Prabowo sebut dapur MBG Polri diakui lembaga dunia bukan hanya sekedar ucapan, tetapi merupakan hasil dari kerja keras dan komitmen Polri dalam menjalankan tugasnya. Dengan adanya penilaian positif dari pihak internasional, diharapkan kepercayaan masyarakat terhadap program ini semakin meningkat. Dapur-dapur MBG Polri, yang dirancang dengan standar keamanan pangan yang ketat, menjadi contoh bagi program serupa di negara lain.
Kualitas dari SPPG yang dibangun oleh Polri juga mencerminkan profesionalisme dan dedikasi anggotanya dalam mendukung program pemerintah. Penerapan standar keamanan pangan, termasuk sertifikasi higiene dan pelatihan bagi tenaga masak, menunjukkan bahwa Polri tidak hanya fokus pada kuantitas, tetapi juga pada kualitas pelayanan.

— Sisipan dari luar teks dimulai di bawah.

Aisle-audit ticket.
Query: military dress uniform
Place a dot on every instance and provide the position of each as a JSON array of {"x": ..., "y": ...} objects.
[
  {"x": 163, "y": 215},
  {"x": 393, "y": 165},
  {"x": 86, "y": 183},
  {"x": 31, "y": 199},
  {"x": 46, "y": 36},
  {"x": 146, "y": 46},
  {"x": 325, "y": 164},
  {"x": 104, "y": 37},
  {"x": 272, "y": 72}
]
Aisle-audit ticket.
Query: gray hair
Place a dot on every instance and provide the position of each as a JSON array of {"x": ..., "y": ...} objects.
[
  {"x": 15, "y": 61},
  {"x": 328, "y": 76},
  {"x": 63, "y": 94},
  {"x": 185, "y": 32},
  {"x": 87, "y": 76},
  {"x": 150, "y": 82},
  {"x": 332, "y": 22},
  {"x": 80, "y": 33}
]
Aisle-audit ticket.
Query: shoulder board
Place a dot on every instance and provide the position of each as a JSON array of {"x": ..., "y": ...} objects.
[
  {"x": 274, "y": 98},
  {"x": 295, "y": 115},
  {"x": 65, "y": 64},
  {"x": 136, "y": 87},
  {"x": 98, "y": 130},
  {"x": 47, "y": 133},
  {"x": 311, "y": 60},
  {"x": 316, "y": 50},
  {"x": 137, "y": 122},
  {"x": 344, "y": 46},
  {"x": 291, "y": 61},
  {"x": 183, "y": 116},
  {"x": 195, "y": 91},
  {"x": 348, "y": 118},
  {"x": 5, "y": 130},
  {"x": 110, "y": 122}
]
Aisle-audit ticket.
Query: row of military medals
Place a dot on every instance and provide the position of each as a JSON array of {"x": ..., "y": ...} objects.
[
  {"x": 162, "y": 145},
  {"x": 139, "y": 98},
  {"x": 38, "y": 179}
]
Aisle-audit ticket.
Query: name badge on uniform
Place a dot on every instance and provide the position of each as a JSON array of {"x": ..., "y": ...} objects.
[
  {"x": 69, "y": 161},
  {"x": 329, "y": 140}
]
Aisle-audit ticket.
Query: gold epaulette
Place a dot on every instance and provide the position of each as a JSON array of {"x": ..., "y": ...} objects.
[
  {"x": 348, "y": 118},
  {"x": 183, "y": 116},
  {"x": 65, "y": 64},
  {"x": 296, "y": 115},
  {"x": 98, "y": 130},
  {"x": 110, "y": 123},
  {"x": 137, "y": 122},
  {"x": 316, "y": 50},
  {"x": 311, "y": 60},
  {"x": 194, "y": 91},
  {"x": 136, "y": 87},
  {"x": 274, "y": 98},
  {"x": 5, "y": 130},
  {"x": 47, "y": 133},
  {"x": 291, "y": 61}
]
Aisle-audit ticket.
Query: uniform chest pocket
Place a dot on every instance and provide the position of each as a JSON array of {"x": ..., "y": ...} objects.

Dengan pencapaian ini, kita berharap program Makan Bergizi Gratis dapat berjalan dengan baik dan memberikan manfaat bagi masyarakat, serta mengurangi masalah gizi buruk di Indonesia. Keberhasilan dapur MBG juga menjadi harapan baru bagi penguatan ketahanan pangan di tanah air.